DVD Review: ShakespeaRe-Told – Much Ado About Nothing/Macbeth

 

You really put the w into anchorman don’t you”

Another of those random charity shop bargains was this double DVD sets of modern Shakespeare adaptations – ShakespeaRe-Told (I bet that was a smug day when that title was revealed!). The first disc features rewrites of Much Ado About Nothing by David Nicholls and Macbeth by Peter Moffatt shifting the plays to a modern context and employing starry ensemble casts.

Much Ado About Nothing has been relocated to a local news station in Dorset where Sarah Parish’s Beatrice is reunited with former colleague Benedick, Damian Lewis sporting an epic moustache – who never quite got round to getting together when they worked together before – on the news desk of Wessex TV. Hero is the weather girl, daughter of the station manager, newly engaged to Claude on the sports desk though Don from Visual Effects has been nurturing an epic crush on her too and so sets about a dastardly plan to break up the engagement.

The newsroom actually works really well as a concept: the inanity of much of local news provides endless comedy moments, the preening vanity of the warring anchors an amusing addition to their characters, and the studio set-up offers an ingenious way to play the gulling scene with hidden microphones. Lewis and Parish spark off each other extremely well especially in a lovely scene studying the deeper meaning of a Shakespearean sonnet and as the younger lovers, Billie Piper and Tom Ellis are sweetly and nerdishly convincing. Derek Riddell’s glowering Don works well as a modern villain, more of a direct rival to Claude for Hero’s affections, which gives him stronger motivation and there are other tweaks to the plot which make it work surprisingly well.

Dogberry’s unfortunate business is limited to him being a security guard who has video evidence which should save the day and so becomes much less annoying than in the play. And a perhaps more realistic take on Hero and Claude’s relationship post-fiasco is given with a much great sense of ambiguity present about what the future holds for them. The compression into 90 minutes means several of the supporting characters are lost which is a shame, but Olivia Colman as a chirpy Ursula and Nina Sosanya’s sluttish Margaret are well played. So, an interesting and well-judged opening to this four-strong series.

The second adaptation is Peter Moffatt’s take on Macbeth, set in the high-pressure world of a Michelin-starred restaurant and starring James McAvoy as Joe Macbeth, a sous chef with burning ambitions, fuelled by his wife Ella who is the Maître D’, and a fierce resentment of head chef Duncan Docherty who has built his celebrity reputation by taking credit for Joe’s work. In some ways, this is a tougher play to adapt as it has a strong element of the supernatural threaded through it in the presence of the weird sisters which is difficult to translate effectively. Moffatt makes them binmen which at least gives them a reason to keep returning to the scene but isn’t entirely successful at making them hauntingly prophetic.

What does work though, is the move to the testosterone-fuelled environment of a top kitchen.
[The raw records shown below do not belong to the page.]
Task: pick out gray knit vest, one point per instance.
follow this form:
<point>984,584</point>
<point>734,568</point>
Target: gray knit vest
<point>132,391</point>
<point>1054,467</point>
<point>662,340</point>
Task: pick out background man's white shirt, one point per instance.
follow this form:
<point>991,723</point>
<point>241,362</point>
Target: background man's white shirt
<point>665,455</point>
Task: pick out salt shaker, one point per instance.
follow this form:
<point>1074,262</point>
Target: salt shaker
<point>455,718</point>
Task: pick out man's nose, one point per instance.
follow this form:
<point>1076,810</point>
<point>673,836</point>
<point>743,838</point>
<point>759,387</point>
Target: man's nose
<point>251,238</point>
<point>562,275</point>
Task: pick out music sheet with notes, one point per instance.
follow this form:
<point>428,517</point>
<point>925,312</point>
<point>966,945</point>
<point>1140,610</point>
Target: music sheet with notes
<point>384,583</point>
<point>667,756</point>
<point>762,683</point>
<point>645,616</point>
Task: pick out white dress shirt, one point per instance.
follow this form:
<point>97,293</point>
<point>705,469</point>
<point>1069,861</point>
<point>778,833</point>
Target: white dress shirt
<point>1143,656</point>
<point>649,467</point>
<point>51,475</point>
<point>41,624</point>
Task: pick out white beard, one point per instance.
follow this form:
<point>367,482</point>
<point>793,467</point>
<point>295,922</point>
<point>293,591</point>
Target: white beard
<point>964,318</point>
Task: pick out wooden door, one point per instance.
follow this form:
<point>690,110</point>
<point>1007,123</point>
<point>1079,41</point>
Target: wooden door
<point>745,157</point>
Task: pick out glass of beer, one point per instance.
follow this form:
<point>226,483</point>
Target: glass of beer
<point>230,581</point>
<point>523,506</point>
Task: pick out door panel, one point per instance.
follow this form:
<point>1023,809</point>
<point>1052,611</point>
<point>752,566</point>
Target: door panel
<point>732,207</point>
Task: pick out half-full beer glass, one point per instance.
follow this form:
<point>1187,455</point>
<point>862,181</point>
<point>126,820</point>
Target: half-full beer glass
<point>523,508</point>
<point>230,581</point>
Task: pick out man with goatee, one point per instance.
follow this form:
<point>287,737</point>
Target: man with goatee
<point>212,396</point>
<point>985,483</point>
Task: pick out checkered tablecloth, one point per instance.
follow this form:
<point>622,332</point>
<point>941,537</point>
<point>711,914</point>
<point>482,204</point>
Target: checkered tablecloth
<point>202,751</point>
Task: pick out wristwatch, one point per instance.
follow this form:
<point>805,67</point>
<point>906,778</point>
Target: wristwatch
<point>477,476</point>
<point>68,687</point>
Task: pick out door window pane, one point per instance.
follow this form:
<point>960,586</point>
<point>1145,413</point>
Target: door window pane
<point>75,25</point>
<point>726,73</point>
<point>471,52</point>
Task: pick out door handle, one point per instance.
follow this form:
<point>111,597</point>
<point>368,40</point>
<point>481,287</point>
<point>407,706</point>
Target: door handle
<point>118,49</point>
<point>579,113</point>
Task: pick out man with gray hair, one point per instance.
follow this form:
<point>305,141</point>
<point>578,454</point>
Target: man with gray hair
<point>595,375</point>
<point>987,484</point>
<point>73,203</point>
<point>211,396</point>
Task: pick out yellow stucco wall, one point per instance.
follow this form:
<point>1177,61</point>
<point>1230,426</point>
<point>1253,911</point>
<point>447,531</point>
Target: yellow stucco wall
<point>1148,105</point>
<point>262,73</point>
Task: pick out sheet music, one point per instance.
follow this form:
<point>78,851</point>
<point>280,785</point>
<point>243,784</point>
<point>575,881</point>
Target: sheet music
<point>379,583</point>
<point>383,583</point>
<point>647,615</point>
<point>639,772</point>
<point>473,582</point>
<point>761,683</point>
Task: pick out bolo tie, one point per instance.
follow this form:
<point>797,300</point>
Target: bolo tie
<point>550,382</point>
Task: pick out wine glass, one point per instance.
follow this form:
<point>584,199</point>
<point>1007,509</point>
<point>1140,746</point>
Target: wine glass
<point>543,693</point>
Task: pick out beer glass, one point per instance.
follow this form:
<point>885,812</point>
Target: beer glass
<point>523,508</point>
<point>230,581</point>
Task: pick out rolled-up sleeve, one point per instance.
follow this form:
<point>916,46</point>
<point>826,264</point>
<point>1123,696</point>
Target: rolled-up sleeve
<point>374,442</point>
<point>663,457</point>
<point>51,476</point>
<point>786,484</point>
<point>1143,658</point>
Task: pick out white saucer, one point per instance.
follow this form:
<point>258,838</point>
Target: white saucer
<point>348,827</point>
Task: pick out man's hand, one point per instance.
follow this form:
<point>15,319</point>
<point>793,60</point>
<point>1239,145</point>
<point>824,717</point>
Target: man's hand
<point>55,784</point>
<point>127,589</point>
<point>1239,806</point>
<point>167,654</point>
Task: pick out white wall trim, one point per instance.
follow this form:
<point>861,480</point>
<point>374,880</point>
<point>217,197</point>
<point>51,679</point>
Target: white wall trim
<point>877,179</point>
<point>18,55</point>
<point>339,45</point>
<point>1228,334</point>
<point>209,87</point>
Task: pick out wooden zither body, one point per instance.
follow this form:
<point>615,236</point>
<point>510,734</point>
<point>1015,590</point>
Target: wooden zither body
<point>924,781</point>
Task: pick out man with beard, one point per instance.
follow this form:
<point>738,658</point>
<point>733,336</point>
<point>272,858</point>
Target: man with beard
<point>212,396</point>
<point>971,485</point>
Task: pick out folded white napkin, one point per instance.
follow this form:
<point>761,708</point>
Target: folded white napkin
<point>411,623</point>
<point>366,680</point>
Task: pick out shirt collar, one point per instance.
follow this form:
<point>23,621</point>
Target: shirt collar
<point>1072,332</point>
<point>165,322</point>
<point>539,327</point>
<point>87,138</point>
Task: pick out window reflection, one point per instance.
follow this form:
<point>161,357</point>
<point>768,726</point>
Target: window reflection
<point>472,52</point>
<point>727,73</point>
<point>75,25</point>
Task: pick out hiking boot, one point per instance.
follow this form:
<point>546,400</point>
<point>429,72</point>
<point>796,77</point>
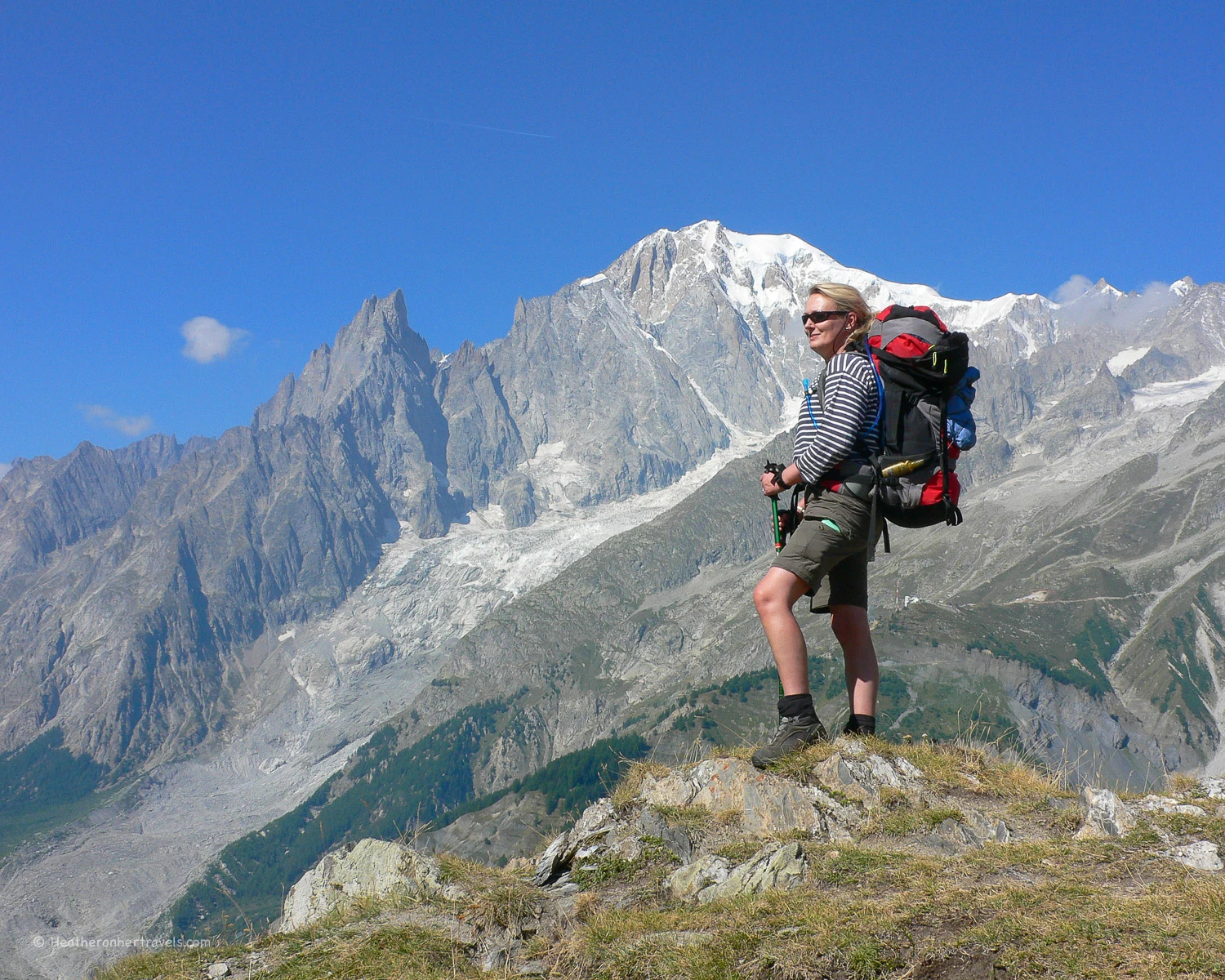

The intense camaraderie and rivalry between these men replaces the military ties from the original most successfully, as the cut-throat ambition constantly rises to the top. Joseph Millson (in unforgivably long and greasy hair mode here) as Banquo is a rare voice of reason but crushed by the manipulative Macbeths, Keeley Hawes in particularly fine form as a malevolent Lady M but one whose character is more fully sketched out through the explicit repeated mention of the loss of a child, clearly a pivotal moment for her. It’s also fitting that she gets a proper death scene, which amps up the tragedy more.

You have to love a show that make a sex object out of even fine actors and I don’t think anyone will complain that McAvoy’s first scenes are shirtless and in leather trousers and he is frequently in states of undress throughout. He makes a fine anti-hero though, the Scottish brogue tripping nicely off his tongue (of course!) and he’s been equipped with a nice line in dry humour – there’s a great in-joke about Gordon Ramsey. Altogether though, I’m not 100% sure that all the strands of this adaptation work: the incorporation of the MacDuffs doesn’t really work for me, Peter MacDuff (Richard Armitage) is the Head Waiter rather than kitchen staff and so ends up feeling a little shoehorned in as the one who is most aware of the Macbeths shenanigans yet ends up paying a terrible price. But it is a witty take on the classic overall and I did like the extra levels of richness he added to the Lady Macbeth character.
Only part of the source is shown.